Appellants argue with many references to decided cases that an airport is not a nuisance per se, but at most is a nuisance in fact; and that the problem as to whether it is the latter poses a judicial question, hence one beyond the competence of the city council. Doubtless an airport operated under normal conditions and with adequate supervision and controls is not classifiable as per se a nuisance, but it is clear that Weeks Field had ceased to belong in that category. Under the conditions described its continued use for the landing and taking off of planes posed an obvious hazard to life and limb which the council was not warranted in ignoring. The prohibition and penalizing of such operations was an appropriate exercise of the police power of the municipality. Moreover, it must be remembered that the land was the property of the Town, not of appellants. The council, acting under authority of law and in the exercise of its considered judgment, had determined that the use of the property as an airport was no longer in the public interest, and had closed it to aviation. Those facts in themselves would seem to be decisive of the case.

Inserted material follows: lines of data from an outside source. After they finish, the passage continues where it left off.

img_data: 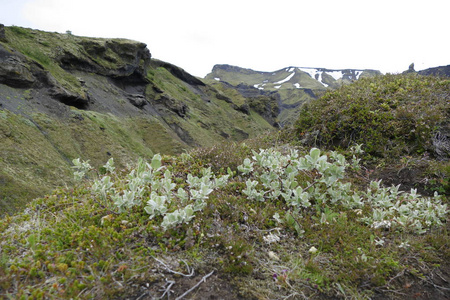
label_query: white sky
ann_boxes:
[0,0,448,77]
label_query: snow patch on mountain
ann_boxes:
[208,65,377,91]
[254,83,265,90]
[298,67,320,80]
[327,71,344,80]
[274,72,295,84]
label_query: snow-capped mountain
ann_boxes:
[205,64,381,126]
[205,64,381,91]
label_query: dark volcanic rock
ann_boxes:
[402,63,416,74]
[48,85,89,108]
[0,44,57,89]
[418,65,450,77]
[153,60,205,86]
[58,39,151,84]
[0,44,37,87]
[0,24,6,42]
[127,94,147,108]
[153,94,189,118]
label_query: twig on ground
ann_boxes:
[159,279,175,299]
[175,270,215,300]
[135,291,148,300]
[282,291,308,299]
[387,268,406,285]
[152,256,194,277]
[421,275,450,291]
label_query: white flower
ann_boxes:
[309,246,318,254]
[398,241,410,249]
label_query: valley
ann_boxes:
[0,25,449,300]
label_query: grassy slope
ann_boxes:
[0,74,448,300]
[0,26,275,215]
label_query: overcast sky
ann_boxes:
[1,0,448,77]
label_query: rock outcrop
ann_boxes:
[57,39,151,84]
[402,63,416,74]
[153,60,205,87]
[0,24,6,42]
[0,44,38,87]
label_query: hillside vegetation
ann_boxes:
[1,72,449,299]
[295,74,450,159]
[295,73,450,197]
[0,26,275,214]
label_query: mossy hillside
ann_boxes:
[0,140,448,299]
[3,26,148,99]
[0,110,71,215]
[0,26,278,214]
[0,108,189,215]
[31,109,188,160]
[147,66,274,145]
[277,88,325,126]
[205,65,270,86]
[295,73,450,159]
[207,81,248,107]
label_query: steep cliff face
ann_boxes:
[0,26,275,214]
[205,64,381,125]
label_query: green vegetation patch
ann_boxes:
[0,140,448,299]
[0,108,188,216]
[295,74,450,158]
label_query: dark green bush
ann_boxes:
[295,74,450,158]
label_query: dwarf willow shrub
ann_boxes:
[73,146,446,234]
[72,155,229,231]
[237,147,447,234]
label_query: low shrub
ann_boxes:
[295,74,450,159]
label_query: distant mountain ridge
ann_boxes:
[205,64,381,125]
[418,64,450,77]
[206,64,381,90]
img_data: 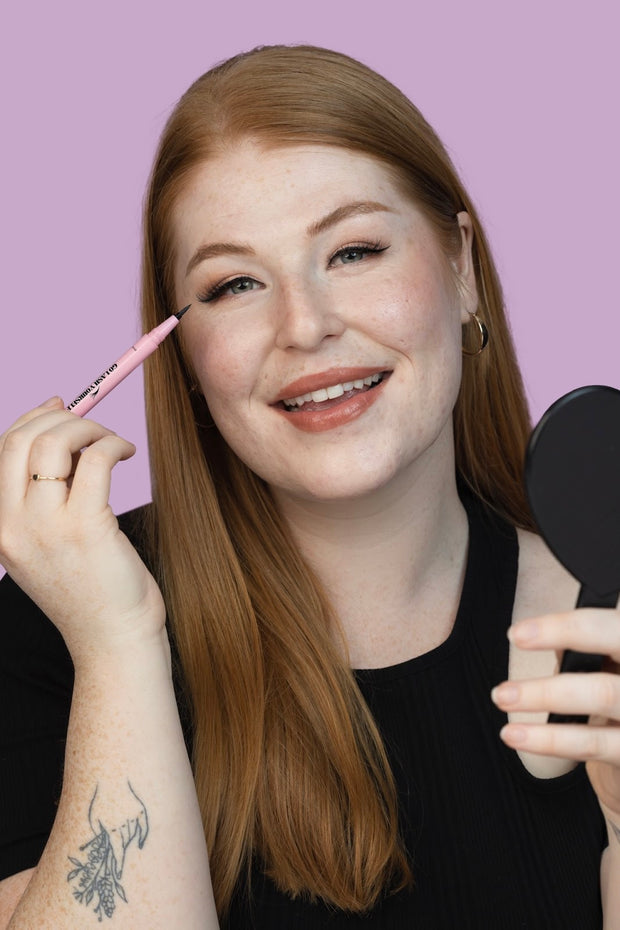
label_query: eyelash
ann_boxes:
[197,276,258,304]
[329,240,389,266]
[196,240,389,304]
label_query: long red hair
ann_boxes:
[140,45,534,915]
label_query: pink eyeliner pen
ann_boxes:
[66,305,191,417]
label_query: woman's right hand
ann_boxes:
[0,397,166,667]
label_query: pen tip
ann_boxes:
[175,304,191,320]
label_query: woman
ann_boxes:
[0,45,618,928]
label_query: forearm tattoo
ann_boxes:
[610,819,620,847]
[67,782,149,922]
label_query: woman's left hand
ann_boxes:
[491,607,620,822]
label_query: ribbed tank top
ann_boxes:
[223,497,606,929]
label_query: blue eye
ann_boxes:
[228,277,256,295]
[338,249,366,263]
[330,243,388,266]
[197,276,259,303]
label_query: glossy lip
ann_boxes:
[273,367,390,405]
[273,371,390,433]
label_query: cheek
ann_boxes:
[183,316,262,405]
[374,265,463,427]
[369,272,461,357]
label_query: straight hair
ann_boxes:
[141,45,534,915]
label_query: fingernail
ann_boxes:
[492,683,520,705]
[500,724,527,745]
[508,620,539,644]
[40,395,62,408]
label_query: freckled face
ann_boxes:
[172,141,476,503]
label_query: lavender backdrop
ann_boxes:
[1,0,618,524]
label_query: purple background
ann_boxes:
[1,0,618,523]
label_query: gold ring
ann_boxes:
[31,474,68,482]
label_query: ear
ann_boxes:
[453,211,478,323]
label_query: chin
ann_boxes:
[272,458,406,504]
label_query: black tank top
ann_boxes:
[222,497,606,929]
[0,498,607,926]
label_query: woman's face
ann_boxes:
[172,140,476,503]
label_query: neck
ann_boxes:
[273,445,469,669]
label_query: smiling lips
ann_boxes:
[273,368,390,433]
[283,372,384,408]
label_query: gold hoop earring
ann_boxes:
[462,312,489,356]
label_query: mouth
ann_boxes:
[278,371,390,412]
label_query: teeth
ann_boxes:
[283,372,384,408]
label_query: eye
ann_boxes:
[329,242,389,267]
[197,275,261,303]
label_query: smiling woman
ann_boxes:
[0,44,616,930]
[172,142,473,479]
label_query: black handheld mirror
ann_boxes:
[524,385,620,724]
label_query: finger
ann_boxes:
[509,610,620,663]
[0,411,116,512]
[28,415,120,475]
[0,397,64,443]
[492,672,620,721]
[500,721,620,764]
[0,398,65,458]
[68,434,136,514]
[0,408,72,485]
[25,420,125,519]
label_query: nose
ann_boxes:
[274,279,345,351]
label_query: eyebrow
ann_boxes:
[305,200,395,237]
[185,241,256,277]
[184,200,394,278]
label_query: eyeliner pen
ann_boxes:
[66,305,191,417]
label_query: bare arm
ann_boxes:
[0,872,34,927]
[5,634,217,928]
[0,400,219,928]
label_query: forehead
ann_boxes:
[172,141,415,259]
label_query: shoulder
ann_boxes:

1. The briefs — more especially that of the appellants — discuss the point whether the Town holds the airport in its proprietary or in its governmental capacity, appellants adhering to the latter theory. The question is interesting, but in the circumstances of this case we regard it as purely academic.
2. The power to acquire, maintain and operate airports was specifically delegated in subdivision Fifth (B) of the same Section. However, this provision was superseded by the Alaska Municipal Airport Act of Feb. 24, 1949. Ch. 14, SLA 1949. This Act authorizes the disposal by municipalities of airports and facilities "in accordance with the laws of this Territory governing the disposition of other property of the municipality." § 2 (5).
3. It is significant in this connection to compare the provisions of 1 Alaska Compiled Laws Annotated, 1949, p. 253, relating to the vacation of streets and alleyways. These provisions authorize the common councils of incorporated towns to vacate by ordinance streets and alleys when required by public interest and convenience. But the statute requires ratification of the vacating ordinance by the qualified voters of the Town.